Treating Bone Marrow Cancers Successfully
Bone Marrow Transplants have the potential to cure a range of bone marrow disorders and cancers. Here we explain how bone marrow works and what bone marrow transplants can do to help. If you would like to know more about how bone marrow and stem cell transplants could help you, we offer a free, no-obligation consultation to discuss how the procedure works and whether it may be applied to your condition or that of a loved one.
Stem Cells
Stem cells are immature cells which have not yet become specialized cells of a part of the body. They are, literally, a blank canvas and have the remarkable ability to turn into almost any other cell within the body. Stem cells can differentiate to become a specialized cell that can heal or repair damaged organs. They can also reproduce to create more healthy stem cells.
Bone Marrow
Bone marrow is a sponge-like substance found inside bones. It contains millions of stem cells.

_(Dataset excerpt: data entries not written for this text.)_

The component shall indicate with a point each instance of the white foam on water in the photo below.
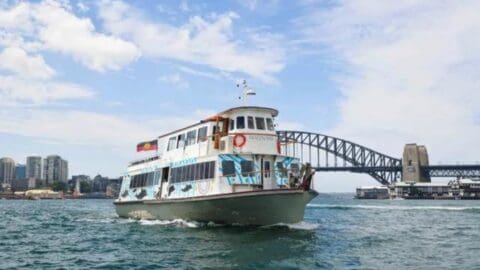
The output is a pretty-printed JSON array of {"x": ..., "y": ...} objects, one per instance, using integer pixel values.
[
  {"x": 302, "y": 225},
  {"x": 393, "y": 207},
  {"x": 175, "y": 222}
]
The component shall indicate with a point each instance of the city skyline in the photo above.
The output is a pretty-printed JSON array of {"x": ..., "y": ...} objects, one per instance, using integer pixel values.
[{"x": 378, "y": 74}]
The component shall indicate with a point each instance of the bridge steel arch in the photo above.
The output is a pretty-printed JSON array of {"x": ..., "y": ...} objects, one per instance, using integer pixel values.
[{"x": 322, "y": 150}]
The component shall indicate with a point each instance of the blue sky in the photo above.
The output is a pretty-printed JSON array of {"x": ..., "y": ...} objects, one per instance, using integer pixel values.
[{"x": 89, "y": 79}]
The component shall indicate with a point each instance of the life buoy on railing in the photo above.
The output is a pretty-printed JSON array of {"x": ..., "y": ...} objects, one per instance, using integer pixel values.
[{"x": 239, "y": 140}]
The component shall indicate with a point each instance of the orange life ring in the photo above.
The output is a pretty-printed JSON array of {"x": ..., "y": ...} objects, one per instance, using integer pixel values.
[{"x": 239, "y": 140}]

There are two types of bone marrow; red bone marrow, which contains mainly hematopoietic tissue, and yellow marrow, which consists mainly of fat cells. At birth most of our bone marrow is red but as we age, more of it becomes yellow.
The stem cells in the hematopoietic tissue of the bone marrow turn into blood cells: white blood cells (leukocytes), including plasma cells to fight infections, red blood cells (erythrocytes) to carry oxygen around the body and carbon dioxide away from the body via the lungs, and platelets (thrombocytes), blood cell fragments that stick to each other, sealing cuts and breaks in blood vessels.
All blood cells die; red blood cells survive for around 120 days, platelets 6 days and white blood cells just a day. Hematopoietic tissue needs to keep a constant supply of new blood cells to replace the old and dying ones, so produces 500 million blood cells a day, which are carried out of the bone marrow via blood vessels. These blood vessels also act as a barrier, preventing immature blood cells from entering the blood.
What is Bone Marrow Transplant?
By introducing healthy bone marrow cells to someone with failing bone marrow, the new cells stimulate healthy blood cell production and the creation of properly functioning bone marrow.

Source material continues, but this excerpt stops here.